LA "TRIADE" OU L’IMPÉRIALISME

Dans la première partie du texte "A propos de "la mondialisation du capital"" a déjà été mentionné que Chesnais avait adopté cette autre caractérisation de ses "chers collègues" : "la triade". Il s’en explique ainsi :

"Depuis une quinzaine d’années, la littérature économique abonde en études sur les imperfections et les inefficiences des marchés où les principaux opérateurs sont publics. On nous permettra dans ce livre de changer quelque peu l’éclairage et de braquer les projecteurs sur la concentration à l’échelle de la Triade, ainsi que sur l’oligopole mondial. Cette notion a attiré l’attention des géographes et spécialistes des sciences politiques (socialement et politiquement neutres, sans doute - NDLR) (M.F. Durand D. Retalie, 1992) à qui la carte page 26 est empruntée.
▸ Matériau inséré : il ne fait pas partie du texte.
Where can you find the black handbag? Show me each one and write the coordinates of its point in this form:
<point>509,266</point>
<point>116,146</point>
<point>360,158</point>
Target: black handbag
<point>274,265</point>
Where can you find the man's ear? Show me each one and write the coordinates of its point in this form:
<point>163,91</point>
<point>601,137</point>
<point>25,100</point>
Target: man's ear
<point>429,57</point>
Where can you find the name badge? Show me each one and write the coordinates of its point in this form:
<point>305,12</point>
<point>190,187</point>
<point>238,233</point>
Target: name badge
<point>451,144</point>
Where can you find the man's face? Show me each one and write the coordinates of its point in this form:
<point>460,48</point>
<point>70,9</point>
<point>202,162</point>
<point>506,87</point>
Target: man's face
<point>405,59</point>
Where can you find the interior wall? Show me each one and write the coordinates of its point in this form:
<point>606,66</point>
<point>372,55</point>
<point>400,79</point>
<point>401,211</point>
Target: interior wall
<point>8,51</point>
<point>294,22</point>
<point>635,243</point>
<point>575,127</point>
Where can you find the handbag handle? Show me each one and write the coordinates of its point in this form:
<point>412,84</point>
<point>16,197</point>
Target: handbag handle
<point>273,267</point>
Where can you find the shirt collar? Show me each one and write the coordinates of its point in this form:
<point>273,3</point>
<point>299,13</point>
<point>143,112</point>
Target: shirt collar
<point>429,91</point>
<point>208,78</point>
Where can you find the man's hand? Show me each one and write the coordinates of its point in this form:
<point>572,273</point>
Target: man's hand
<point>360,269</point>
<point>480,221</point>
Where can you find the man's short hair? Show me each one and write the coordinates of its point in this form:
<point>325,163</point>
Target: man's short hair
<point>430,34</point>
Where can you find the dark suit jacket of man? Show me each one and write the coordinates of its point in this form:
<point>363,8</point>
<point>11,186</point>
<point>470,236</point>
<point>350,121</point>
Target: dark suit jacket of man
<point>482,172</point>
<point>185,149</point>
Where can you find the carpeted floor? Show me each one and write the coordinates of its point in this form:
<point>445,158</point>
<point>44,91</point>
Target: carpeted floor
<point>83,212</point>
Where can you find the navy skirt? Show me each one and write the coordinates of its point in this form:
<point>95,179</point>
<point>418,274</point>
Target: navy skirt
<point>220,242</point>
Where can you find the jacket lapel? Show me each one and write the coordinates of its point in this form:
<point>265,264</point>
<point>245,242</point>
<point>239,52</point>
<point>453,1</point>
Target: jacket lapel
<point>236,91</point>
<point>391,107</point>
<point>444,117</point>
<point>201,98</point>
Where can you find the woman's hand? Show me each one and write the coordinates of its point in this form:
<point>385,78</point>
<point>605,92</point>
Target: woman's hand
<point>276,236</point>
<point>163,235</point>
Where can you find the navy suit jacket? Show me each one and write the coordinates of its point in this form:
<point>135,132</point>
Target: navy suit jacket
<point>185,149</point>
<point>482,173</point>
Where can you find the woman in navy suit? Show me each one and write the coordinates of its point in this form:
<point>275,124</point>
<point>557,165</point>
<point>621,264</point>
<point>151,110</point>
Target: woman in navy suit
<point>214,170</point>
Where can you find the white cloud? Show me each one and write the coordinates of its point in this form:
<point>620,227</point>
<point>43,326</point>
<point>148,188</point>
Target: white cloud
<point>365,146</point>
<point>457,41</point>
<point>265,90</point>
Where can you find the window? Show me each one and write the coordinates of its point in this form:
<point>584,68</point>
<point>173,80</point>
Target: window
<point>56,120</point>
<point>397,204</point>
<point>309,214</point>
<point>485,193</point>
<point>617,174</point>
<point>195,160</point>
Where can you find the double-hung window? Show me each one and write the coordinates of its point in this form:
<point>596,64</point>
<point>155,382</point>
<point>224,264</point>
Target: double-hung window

D’un point de vue géopolitique, la notion d’oligopole mondial renvoie à ce que K. Ohmac (1985) a nommé la Triade avec le succès qu’on connaît. Il en sera abondamment question à propos de la répartition mondiale de l’IDE (Investissement direct à l’étranger) ainsi que de la structure des échanges commerciaux. La hiérarchie des régions selon le degré d’intérêt qu’elles ont pour les pays et les firmes constitutives de l’oligopole, ainsi que le réseau mondial des sites qui lui sont associés plus étroitement ressortent clairement de cette carte." (page 25). "La triade, la triade... la triade" ... merveilleuse expression qui permet de ne pas utiliser la caractérisation scientifique nécessaire - système impérialiste -, de masquer qu’il s’agit de l’impérialisme. L’économie capitaliste est ordonnée à partir de grandes puissances capitalistes et centrée dans et autour d’elles : les USA, le Japon, l’Allemagne, la France, l’Angleterre, l’Italie. Chesnais emboîte le pas aux économistes bourgeois et les couvre... sur leur "gauche" : plus de système impérialiste, dominé et subordonné aux grandes puissances impérialistes mais... "la triade".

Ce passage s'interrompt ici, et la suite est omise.